WASHINGTON — President Trump said Thursday that Russian President Vladimir Putin and Ukrainian President Volodymyr Zelensky are similar to children fighting on a playground and that more time may be needed before “pulling them apart.”
“Sometimes you see two young children fighting like crazy. They hate each other, and they’re fighting in a park, and you try and pull them apart. They don’t want to be pulled,” Trump told reporters while hosting German Chancellor Friedrich Merz in the Oval Office.
“Sometimes you’re better off letting them fight for a while and then pulling them apart. And I gave that analogy to Putin yesterday. I said, ‘President, maybe you have to keep fighting and suffering a lot’ because both sides are suffering, before you pull them apart before they’re able to be pulled apart.”
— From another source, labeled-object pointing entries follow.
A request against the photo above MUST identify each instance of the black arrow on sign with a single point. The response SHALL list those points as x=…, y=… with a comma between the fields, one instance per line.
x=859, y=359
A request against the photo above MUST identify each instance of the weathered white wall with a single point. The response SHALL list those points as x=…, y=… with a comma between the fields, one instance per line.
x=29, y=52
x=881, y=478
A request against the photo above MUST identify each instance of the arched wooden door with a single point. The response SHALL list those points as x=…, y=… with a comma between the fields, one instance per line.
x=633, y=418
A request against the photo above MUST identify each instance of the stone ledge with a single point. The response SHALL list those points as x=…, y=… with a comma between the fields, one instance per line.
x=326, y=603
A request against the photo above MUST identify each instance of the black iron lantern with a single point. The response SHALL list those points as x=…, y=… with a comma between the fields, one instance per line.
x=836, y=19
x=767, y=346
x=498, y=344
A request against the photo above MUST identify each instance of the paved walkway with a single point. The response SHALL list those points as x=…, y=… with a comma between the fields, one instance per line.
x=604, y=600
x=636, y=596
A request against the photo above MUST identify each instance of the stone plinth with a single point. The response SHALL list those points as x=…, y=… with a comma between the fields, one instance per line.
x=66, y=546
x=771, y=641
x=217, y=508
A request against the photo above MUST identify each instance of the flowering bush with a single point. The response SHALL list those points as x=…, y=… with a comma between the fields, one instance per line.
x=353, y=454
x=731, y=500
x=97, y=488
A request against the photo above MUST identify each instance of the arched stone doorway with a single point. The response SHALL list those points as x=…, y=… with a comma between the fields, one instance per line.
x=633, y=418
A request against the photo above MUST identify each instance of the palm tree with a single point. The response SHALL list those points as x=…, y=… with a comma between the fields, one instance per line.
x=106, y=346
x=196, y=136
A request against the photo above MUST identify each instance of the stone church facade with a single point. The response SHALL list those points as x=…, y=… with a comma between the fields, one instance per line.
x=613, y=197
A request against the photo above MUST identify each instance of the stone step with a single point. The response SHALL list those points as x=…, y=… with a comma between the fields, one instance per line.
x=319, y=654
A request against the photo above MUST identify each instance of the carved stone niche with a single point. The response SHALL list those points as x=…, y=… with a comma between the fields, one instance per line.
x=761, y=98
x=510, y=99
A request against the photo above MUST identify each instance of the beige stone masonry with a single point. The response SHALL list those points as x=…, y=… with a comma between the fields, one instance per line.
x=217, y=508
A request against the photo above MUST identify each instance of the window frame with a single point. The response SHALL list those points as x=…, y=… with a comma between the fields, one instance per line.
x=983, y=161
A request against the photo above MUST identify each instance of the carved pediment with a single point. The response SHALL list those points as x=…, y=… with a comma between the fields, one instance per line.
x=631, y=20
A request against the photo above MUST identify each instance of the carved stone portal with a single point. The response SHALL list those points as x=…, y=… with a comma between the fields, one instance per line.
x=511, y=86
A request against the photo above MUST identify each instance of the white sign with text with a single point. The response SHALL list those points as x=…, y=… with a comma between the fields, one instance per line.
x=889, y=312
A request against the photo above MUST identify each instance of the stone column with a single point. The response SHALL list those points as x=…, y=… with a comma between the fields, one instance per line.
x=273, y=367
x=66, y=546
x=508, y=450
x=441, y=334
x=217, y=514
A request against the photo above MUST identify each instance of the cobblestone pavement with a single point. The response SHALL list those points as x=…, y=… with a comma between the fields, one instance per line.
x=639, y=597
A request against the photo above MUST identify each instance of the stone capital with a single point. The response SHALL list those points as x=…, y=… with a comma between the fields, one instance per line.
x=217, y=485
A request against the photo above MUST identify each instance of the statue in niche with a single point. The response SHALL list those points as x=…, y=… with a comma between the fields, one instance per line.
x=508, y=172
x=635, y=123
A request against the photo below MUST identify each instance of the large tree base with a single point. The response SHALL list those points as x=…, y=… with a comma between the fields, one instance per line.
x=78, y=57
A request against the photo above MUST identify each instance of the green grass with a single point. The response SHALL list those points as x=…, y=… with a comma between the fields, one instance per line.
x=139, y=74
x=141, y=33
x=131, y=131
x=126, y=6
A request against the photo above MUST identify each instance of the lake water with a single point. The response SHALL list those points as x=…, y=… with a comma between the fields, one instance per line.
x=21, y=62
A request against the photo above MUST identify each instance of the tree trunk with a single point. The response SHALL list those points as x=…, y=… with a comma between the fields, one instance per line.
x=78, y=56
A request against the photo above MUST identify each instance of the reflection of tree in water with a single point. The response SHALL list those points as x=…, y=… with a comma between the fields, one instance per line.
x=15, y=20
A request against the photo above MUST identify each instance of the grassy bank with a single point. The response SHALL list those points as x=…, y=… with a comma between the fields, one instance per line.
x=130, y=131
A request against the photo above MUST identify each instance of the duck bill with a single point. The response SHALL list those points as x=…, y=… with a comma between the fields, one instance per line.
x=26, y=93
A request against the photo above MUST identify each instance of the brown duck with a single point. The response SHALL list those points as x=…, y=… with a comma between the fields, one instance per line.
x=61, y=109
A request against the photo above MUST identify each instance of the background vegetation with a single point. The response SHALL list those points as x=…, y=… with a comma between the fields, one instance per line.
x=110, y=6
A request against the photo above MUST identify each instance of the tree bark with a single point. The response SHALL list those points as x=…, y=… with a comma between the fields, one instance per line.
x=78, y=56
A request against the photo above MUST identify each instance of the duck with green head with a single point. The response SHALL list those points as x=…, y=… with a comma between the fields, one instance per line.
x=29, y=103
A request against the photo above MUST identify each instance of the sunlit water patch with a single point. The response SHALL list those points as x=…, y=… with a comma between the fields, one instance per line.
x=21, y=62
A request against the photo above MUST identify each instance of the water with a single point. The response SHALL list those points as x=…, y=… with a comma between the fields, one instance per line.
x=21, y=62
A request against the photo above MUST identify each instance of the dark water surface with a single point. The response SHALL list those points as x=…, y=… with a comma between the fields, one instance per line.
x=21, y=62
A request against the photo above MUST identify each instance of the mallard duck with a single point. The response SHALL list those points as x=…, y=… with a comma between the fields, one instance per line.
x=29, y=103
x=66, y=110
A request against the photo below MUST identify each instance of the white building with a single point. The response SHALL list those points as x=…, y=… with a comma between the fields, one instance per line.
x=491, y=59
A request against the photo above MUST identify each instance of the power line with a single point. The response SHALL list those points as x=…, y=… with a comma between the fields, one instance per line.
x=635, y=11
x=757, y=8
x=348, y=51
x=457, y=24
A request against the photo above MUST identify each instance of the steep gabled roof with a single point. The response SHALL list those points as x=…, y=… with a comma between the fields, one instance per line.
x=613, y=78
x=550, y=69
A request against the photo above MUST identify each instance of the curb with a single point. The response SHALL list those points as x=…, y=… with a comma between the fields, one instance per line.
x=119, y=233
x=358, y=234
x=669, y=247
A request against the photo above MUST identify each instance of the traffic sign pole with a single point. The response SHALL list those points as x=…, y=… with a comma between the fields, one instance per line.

Trump didn’t say how Putin responded to the analogy, but revealed that the Russian leader shared plans to further attack Ukraine in the wake of Zelensky’s covert operations over the past week to sabotage warplanes and infrastructure — including an audacious drone strikes to destroy bombers deep inside Russia and a fresh bombing of the Kerch Strait bridge to Crimea.
“He actually told me him and made it very clear, he said, ‘We have no choice but to attack based on that, and it’s probably not going to be pretty,’” Trump said.
“I don’t like it. I said, ‘Don’t do it. You shouldn’t do it. You should stop it.’ But again, there’s a lot of hatred.”
Trump has attempted to browbeat both sides to the bargaining table — attacking Zelensky as a “dictator without elections” in February in a sign of wavering US support before blasting Putin last month for continued bombing of civilian areas of Ukraine, saying he had “gone absolutely CRAZY!”
His remarks about the sides needing to fight it out for longer are a significant evolution from his campaign-trail prediction that he would bring peace immediately by calling the parties on the phone.